Be a storyteller. Elliot stresses story as a ubiquitous part of the human experience. "It doesn't matter what kind of writing you're doing — television, movies, novels, short stories, telling your kids bedtime stories, sitting around the campfire," he said. "You have to be good at the story part. Practice. Turn off the radio when you're driving. Make up a story about the teens, old folks or police officers in the car next to you. Or have your kids give you a prompt at bedtime, and keep them up for the next hour. Live to be a storyteller."
Write great dialogue. Listen to people and study the pace and flow of effective conversation. "Note that the best dialogue is almost always short back-and-forth volleys, like a tennis match," Elliot said. "You can't know who's going to win the point, because both players are hitting such great shots. When you write dialogue, keep us guessing. But there's a trick: Write the way people talk, only better. Cut all the boring parts."

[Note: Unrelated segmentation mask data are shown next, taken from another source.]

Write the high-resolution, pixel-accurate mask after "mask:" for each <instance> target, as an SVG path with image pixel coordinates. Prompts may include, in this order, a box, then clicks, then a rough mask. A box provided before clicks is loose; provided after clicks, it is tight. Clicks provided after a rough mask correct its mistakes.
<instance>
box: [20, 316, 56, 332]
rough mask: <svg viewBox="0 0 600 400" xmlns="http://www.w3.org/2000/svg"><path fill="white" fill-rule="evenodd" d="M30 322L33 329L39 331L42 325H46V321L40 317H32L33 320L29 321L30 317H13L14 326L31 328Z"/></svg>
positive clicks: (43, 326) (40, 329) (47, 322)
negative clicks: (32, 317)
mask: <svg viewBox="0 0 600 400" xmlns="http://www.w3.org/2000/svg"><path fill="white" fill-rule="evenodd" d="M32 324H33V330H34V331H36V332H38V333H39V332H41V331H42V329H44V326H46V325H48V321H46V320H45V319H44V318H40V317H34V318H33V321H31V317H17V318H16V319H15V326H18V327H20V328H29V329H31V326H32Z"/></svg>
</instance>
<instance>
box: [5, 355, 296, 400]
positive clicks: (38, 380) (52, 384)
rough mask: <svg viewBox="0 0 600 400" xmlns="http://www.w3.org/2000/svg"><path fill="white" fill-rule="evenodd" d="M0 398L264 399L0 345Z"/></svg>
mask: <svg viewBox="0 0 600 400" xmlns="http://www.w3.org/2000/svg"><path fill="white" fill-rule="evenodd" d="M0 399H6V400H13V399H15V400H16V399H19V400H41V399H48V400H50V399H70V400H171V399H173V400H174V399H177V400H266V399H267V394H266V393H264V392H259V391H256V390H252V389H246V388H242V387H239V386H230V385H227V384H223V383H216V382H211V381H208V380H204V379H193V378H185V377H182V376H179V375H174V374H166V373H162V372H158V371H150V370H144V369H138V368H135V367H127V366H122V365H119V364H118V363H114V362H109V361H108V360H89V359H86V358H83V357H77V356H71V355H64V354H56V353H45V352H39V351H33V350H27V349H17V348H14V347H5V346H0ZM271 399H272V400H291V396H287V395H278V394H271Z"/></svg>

Show, don't tell. Because TV is visual, you need to show, not tell. "Don't explain what your characters feel, or fear, or hope for. Show us. Have us understand what your characters are going through by what we see them do — and what we hear them say." He added: "See each scene in your mind before you write it, as though you were watching it on the screen already. See everything that's important. Then write that scene so we see what you see."
Know your market. The creative won't see daylight without the practical. "Television is a vast ocean, getting wider all the time," Elliot said. "Tell your significant others you're sorry, but you need to watch more TV. Note what moves you and why. Read the trades, newspapers and Internet posts on what's doing well. Then watch those shows. Understand the market you're writing for, so you can explain with confidence to the showrunner sitting across from you why you're the writer for them."
Stick to it. TV writing may be your dream. Hard work is the reality. "Most production scripts of any TV show have gone through a dozen drafts, all of which are listed on the script's front page," Elliot said. "You can do no less. So first, do your homework. Make sure you understand the format of television and can apply it correctly. Then write your draft. Get some feedback and write it again. Put it in a drawer, write something else, come back to your earlier script with fresh eyes, and write it again. Make absolutely sure every draft is the best you know how to make it."
Once you're fully satisfied with the script, it's time to give it one last polish. "Find fellow writers who will give you honest, constructive feedback and endeavor to do the same for them. Then write your draft again. And keep at it. Those who succeed are those who don't give up."